3 purple sweet potatoes, scrubbed
1 tablespoon olive oil
1 4- or 5-ounce package goat cheese, at room temperature
3 tablespoons softened butter
Zest of 1 large orange

1.Preheat the oven to 350F. With a pastry brush, paint the skin of each sweet potato all over with oil then wrap in aluminum foil. Cook in oven for 45 minutes to an hour, depending on the size. If a sharp knife pierces the potato easily, it is done, otherwise continue to cook for another 15 minutes. Remove the potatoes and unwrap them. Allow to cool.

2. While the potatoes are cooling, mix cheese and butter together thoroughly.

3. Cut the potatoes in 2 from one end to the other. Slit the the flesh from one end to the other without piercing the skin. Open the slit and stuff each of the potato halves with 1/6 of the mixture. About 5 minutes before serving return the potatoes to the oven for 5 minutes to warm and soften the filling.
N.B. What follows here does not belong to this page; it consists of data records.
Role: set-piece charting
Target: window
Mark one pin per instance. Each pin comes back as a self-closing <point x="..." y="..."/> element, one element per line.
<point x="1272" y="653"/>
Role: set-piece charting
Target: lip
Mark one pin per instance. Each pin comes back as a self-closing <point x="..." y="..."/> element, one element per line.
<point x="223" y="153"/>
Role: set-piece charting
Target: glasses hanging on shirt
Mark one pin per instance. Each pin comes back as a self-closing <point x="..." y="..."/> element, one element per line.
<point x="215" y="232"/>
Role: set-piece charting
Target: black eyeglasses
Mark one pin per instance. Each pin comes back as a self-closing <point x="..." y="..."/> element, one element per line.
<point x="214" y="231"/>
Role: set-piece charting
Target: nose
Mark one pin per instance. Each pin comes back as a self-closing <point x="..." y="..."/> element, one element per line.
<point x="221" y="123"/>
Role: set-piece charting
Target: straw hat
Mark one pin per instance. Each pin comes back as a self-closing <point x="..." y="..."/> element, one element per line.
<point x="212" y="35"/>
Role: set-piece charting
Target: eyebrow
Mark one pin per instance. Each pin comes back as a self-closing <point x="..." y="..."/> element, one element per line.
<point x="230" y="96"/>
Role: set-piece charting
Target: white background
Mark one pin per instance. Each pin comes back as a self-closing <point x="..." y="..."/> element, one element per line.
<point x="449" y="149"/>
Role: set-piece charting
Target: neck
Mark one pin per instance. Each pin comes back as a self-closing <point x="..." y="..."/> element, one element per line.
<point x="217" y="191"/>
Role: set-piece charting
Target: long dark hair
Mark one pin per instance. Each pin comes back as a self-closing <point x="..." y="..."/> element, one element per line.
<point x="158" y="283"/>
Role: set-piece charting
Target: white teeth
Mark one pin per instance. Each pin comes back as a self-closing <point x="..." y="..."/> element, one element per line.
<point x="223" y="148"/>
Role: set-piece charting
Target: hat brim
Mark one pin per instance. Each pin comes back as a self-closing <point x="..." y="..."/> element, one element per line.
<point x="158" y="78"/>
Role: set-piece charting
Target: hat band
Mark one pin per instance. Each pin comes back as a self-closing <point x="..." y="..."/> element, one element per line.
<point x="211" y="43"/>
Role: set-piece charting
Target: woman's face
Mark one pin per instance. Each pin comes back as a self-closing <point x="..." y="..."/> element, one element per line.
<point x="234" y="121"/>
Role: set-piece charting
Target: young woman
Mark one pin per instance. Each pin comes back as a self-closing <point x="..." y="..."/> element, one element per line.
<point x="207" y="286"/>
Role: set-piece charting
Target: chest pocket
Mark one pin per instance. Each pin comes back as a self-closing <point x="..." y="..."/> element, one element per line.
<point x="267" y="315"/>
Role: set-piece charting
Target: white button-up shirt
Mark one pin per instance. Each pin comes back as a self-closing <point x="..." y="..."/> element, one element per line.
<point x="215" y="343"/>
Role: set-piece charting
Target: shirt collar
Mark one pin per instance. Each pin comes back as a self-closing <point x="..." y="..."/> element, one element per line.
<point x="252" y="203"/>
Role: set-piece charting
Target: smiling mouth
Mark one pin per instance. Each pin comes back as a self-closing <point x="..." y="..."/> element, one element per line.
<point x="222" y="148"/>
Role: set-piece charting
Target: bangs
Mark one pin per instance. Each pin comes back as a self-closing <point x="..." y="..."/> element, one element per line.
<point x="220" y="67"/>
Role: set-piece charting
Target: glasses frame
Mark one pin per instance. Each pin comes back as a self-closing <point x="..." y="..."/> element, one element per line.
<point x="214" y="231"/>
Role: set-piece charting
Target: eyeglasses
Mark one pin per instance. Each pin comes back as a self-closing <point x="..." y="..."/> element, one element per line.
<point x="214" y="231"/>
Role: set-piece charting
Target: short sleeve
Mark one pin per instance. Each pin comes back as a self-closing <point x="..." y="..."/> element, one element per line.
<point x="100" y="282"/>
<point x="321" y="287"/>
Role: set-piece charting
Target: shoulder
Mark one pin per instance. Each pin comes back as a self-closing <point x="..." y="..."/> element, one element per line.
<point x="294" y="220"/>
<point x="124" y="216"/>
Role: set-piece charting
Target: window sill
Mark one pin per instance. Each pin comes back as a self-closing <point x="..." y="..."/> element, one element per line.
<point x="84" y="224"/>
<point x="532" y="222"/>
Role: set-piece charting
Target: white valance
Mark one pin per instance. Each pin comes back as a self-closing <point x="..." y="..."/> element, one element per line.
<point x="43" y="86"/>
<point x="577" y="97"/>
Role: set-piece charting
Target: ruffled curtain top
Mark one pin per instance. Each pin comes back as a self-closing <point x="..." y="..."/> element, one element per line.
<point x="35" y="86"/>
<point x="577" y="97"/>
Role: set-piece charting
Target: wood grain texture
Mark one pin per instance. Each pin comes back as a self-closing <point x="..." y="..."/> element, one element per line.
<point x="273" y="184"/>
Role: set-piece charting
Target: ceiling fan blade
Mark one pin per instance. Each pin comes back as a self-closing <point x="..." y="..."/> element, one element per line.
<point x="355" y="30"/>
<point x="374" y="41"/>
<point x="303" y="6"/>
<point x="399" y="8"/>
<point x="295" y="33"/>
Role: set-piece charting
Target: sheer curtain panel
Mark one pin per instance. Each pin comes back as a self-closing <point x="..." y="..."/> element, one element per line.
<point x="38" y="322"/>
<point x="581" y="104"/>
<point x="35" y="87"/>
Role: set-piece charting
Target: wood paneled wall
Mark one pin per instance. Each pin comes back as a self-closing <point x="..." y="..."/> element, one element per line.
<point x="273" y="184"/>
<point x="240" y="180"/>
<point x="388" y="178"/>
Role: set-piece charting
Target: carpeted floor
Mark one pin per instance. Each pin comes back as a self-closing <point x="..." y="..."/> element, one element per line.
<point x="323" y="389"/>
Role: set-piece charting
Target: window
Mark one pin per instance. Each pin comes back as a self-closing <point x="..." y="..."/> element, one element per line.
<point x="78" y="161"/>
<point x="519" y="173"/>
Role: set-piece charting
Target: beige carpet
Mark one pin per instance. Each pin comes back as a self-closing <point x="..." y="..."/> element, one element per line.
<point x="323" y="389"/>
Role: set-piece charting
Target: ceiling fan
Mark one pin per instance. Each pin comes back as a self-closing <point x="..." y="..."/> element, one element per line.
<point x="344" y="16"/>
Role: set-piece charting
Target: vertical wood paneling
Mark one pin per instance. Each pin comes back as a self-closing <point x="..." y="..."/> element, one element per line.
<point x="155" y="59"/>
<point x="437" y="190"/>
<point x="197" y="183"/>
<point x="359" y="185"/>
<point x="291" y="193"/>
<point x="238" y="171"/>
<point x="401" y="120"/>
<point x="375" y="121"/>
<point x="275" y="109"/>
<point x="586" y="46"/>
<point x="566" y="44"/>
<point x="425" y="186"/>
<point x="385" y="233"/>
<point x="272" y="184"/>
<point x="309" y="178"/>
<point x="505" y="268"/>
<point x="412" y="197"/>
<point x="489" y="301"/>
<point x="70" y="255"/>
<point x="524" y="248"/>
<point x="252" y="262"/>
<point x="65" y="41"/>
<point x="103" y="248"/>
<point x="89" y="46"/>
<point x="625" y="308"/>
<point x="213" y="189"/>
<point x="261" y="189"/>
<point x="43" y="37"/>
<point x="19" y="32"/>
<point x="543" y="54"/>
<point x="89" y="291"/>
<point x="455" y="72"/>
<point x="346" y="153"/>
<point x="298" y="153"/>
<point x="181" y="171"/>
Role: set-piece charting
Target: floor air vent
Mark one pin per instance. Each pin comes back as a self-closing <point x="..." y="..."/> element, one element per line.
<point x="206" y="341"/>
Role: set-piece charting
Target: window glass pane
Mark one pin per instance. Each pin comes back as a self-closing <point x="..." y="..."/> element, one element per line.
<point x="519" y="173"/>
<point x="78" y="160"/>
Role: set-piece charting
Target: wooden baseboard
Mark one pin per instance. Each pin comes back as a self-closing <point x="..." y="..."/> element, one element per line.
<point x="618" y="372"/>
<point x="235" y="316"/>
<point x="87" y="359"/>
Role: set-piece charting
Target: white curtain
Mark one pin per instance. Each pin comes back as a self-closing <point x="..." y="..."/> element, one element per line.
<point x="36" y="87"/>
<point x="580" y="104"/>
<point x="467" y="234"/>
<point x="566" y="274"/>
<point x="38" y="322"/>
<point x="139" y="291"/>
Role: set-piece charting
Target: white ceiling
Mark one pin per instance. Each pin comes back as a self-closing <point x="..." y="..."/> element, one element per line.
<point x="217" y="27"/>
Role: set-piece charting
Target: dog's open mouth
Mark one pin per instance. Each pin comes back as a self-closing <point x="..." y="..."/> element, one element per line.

4. Remove the potatoes from the oven and grate the orange peel over the potatoes right before serving. Serves 6

Recipes Tart

Orange Tart

Crust

2 cups flour
1/2 cup powdered sugar
¼ cup chopped crystallized ginger
3/4 cup (11/2 sticks) cold butter, cubed (use salted butter instead of adding more salt)
11/2 tablespoons cold water taken from a cup of ice water

Filling

11/4 cups granulated sugar
4 large eggs
1/3 cup freshly squeezed orange juice
1/3 cup salted butter, melted
2 tablespoons heavy cream
11/2 tablespoon orange zest
1 teaspoon lemon zest
1 teaspoon powdered ginger
Colored sugar for garnish

1. For the crust Preheat oven to 350F. Spray tart pan with cooking spray. Place all of the ingredients except the water into the a food processor. As the processor is blending add the water. Pulse until the mixture resembles wet sand. Be sure that there are no large chunks of unincorporated butter.

2. Press the dough into the tart pan so that it covers the pan evenly on the bottom and the sides. Place into the refrigerator until ready to fill.

3. For the Filling Beat all of the ingredients together with a whisk or immersion blender until the mixture is thick and uniform.

4. Place the tart pan on a sheet pan. Pour the filling into the tart pan and place into preheated oven. Cook for 25 minutes. Check to see that it is well-set. If it seems jiggly, cook another 5 minutes or so. After it is done, remove it from the oven and allow to cool.

5. Place a cut-out of a crown on the tart and sprinkle with colored sugar. Carefully remove the paper and leave the sugar crown to make people smile. Makes a 10- or 11-inch tart pan, 10 to 12 slices

Mardi Gras Stuffed Peppers

2 tablespoons of olive oil, and more for drizzling
1 small onion, finely chopped
1 stalk celery, finely chopped
1 bunch Italian parsley, finely chopped, divided in half
2¾ cups stale breadcrumbs
1 cup grated Parmesan cheese, divided in half
1 pound of shrimp, peeled and chopped
1 tablespoon Creole seasoning without salt
Hot sauce to taste
½ teaspoon salt
½ teaspoon ground black pepper
½ cup shrimp stock or chicken stock
3 bell peppers of yellow, green and purple

1. Preheat oven to 325F. Place the oil in a skillet and allow to heat until it begins to shimmer. Add the onions and cook, stirring occasionally. Cook for 5 minutes. Add the celery and cook for 10 more minutes. Remove from heat and place in a large bowl.

2. Add half of the parsley, the breadcrumbs, half of the cheese, the shrimp, Creole seasoning, hot sauce (if using), salt and pepper to the mixture. Mix the ingredients  thoroughly. If it seems dry, add about a quarter cup of the stock. Mix again. Keep adding stock until the dressing sticks together.

3. Cut the peppers into halves from the stem to the bottom. Clean out the seeds and stuff the peppers with the dressing. Use your hands to press as much as you can into the curves of the peppers. Place each stuffed half into an ovenproof pan. Sprinkle the remaining cheese over all of the peppers. Drizzle with olive oil. Cover the pan with aluminum foil and place it into the oven for 30 minutes. After 30 minutes, remove the aluminum foil and cook for 5 to 10 minutes to brown the cheese. Serve warm. Serves 6 half peppers.